Stark comparisons could be drawn between Ensler and Danticat here. Although Danticat only refers to sexuality in veiled ways, their styles are similar: the juxtapositioning of the beautiful against the ugly, humanity against inhumanity. I usually feel like great writing should be full of dualities, and Danticat and Ensler have mastered this art. I've never smiled, nor laughed, nor groaned, nor felt reactions get as painfully stuck in my throat as when I've read through Krik! Krak? and The Vagina Monologues. Shouldn't the best artwork provoke conflict as well as appeal to our sense of what is attractive? The fourth stanza, in particular, is full of these beautifully awkward moments. "I saw the colors of her vagina," begins Ensler, her tone brusque and stripped entirely of her usual humor. "Saw the bruised broken blue, the blistering tomato red, the gray pink, the dark; saw the blood like perspiration along the edges, saw the yellow, white liquid, the shit, the clots pushing out all the holes, pushing harder and harder." Like Allen Ginsberg years before her, these lines - Ensler's entire poem - beg to be howled aloud. Ensler was there when "her vagina changed from a shy sexual hole to an archaeological tunnel, a sacred vessel, a Venetian canal, a deep well with a tiny child stuck inside," and we are there, too.
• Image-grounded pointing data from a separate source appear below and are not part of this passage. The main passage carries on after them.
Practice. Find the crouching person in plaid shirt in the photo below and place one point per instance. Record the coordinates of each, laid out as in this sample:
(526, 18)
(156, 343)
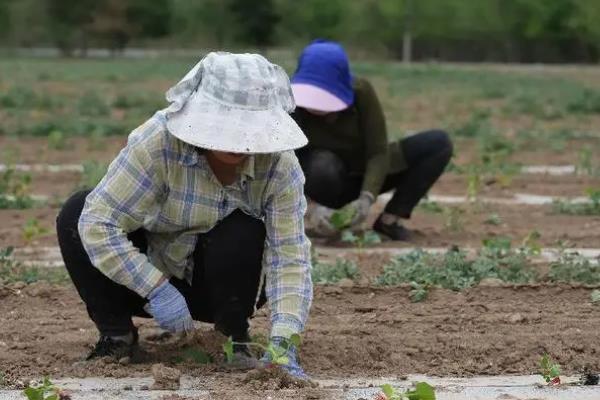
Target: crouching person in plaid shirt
(200, 216)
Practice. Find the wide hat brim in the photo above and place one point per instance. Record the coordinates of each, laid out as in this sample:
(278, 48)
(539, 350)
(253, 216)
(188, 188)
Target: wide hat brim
(310, 96)
(207, 123)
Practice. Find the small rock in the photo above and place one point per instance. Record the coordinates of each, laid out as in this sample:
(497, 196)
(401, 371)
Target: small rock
(491, 282)
(165, 378)
(516, 318)
(346, 282)
(332, 290)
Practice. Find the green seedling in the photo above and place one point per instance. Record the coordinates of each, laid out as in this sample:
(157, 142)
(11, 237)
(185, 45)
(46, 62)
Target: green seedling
(277, 354)
(14, 190)
(531, 243)
(584, 162)
(549, 370)
(32, 230)
(194, 355)
(45, 391)
(422, 391)
(473, 184)
(454, 218)
(493, 219)
(342, 219)
(456, 271)
(333, 273)
(431, 207)
(362, 240)
(57, 140)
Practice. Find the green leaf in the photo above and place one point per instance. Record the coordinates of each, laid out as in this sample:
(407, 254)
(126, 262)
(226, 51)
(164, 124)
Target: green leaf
(388, 390)
(371, 237)
(33, 393)
(423, 391)
(349, 237)
(295, 340)
(281, 360)
(228, 349)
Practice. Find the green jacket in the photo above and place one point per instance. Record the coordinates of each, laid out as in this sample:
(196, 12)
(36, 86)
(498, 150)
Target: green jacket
(358, 135)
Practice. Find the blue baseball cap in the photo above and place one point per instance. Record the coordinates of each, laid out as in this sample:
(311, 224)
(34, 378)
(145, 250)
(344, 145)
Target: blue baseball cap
(322, 80)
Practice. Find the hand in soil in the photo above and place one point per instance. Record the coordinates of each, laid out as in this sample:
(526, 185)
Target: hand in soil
(287, 357)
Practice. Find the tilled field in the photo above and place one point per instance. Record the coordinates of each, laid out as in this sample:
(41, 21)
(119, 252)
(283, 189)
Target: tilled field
(356, 329)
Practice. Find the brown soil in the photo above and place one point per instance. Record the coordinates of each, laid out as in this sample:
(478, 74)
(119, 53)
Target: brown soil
(165, 378)
(274, 378)
(357, 331)
(430, 230)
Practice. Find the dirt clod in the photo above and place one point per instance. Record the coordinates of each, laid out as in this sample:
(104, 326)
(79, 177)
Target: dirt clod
(165, 378)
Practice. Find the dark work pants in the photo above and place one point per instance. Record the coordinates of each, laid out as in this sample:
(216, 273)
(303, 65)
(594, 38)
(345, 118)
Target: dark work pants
(226, 277)
(328, 182)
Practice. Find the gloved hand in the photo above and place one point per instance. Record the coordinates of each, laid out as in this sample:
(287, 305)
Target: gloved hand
(318, 220)
(168, 307)
(361, 207)
(292, 367)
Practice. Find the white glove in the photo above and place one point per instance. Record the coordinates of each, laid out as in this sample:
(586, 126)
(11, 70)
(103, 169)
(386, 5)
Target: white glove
(318, 221)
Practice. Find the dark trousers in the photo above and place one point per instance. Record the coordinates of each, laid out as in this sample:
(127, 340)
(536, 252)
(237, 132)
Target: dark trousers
(226, 277)
(328, 181)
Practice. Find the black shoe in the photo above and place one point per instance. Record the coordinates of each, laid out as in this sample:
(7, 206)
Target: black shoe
(114, 348)
(394, 231)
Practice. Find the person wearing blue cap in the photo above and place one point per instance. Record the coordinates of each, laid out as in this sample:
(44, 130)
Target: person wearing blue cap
(349, 160)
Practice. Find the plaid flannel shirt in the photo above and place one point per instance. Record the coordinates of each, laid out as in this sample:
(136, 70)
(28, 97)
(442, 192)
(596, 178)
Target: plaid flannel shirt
(166, 187)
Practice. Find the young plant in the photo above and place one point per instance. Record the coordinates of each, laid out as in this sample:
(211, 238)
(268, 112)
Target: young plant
(32, 230)
(333, 273)
(493, 219)
(592, 207)
(362, 240)
(45, 391)
(422, 391)
(531, 243)
(276, 354)
(454, 218)
(549, 370)
(57, 140)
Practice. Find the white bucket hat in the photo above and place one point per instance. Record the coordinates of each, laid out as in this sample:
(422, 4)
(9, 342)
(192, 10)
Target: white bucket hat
(236, 103)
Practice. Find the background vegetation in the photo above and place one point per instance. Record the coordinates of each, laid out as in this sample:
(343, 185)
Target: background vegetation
(458, 30)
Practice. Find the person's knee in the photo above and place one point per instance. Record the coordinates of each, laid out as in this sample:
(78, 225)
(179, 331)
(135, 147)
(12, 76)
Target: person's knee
(69, 214)
(440, 140)
(241, 229)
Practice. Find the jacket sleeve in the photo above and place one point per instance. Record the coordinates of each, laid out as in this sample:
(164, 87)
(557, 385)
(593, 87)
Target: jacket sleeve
(373, 129)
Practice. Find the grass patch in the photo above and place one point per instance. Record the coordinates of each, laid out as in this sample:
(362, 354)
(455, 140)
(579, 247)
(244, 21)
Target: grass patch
(572, 208)
(323, 273)
(455, 270)
(573, 267)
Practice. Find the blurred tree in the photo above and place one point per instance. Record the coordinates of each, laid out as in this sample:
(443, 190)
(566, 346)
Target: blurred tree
(256, 21)
(68, 22)
(202, 22)
(4, 18)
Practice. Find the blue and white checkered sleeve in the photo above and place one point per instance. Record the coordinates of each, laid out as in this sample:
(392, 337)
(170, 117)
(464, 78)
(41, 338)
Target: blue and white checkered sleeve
(287, 254)
(116, 207)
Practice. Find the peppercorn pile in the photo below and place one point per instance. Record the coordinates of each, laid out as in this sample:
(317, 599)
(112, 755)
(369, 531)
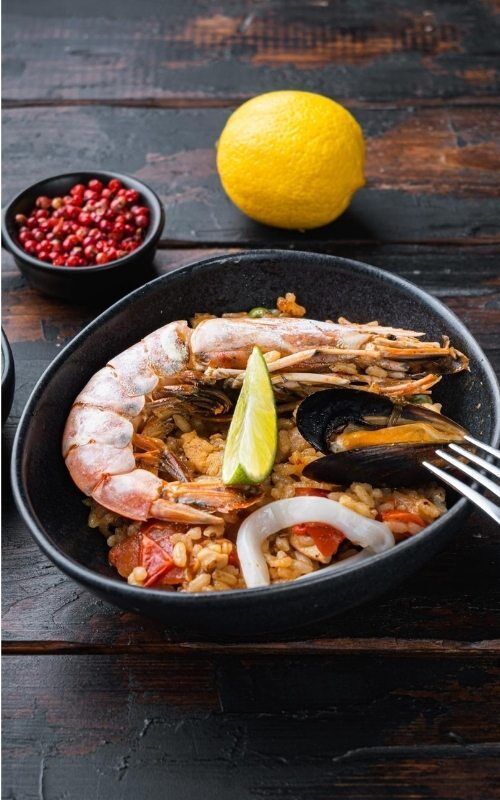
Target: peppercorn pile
(92, 225)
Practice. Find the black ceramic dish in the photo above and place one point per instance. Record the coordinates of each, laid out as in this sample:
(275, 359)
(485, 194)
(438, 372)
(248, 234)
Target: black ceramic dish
(83, 283)
(8, 377)
(52, 506)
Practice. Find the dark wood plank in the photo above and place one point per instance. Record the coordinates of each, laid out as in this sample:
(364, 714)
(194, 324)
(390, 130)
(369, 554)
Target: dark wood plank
(432, 174)
(465, 278)
(450, 607)
(206, 52)
(246, 728)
The linear structure is easily digestible; each stanza begans with the phrase "I", with last replacing "I" with "so can a vagina," repetition which involves the audience more and more as the poem is read further, whether the audience is a willing participant or a disgusted and reluctant voyeur - or perhaps more likely, both. What's more, the lines themselves leave little to interpretation, nor uses much in the way of obtuse words, and as a result it cuts itself into our brains and hearts and souls the moment they escape Ensler's mouth. There are no barriers between the poet and audience here. The poem is as immediate and as vulnerable as the act of giving birth itself.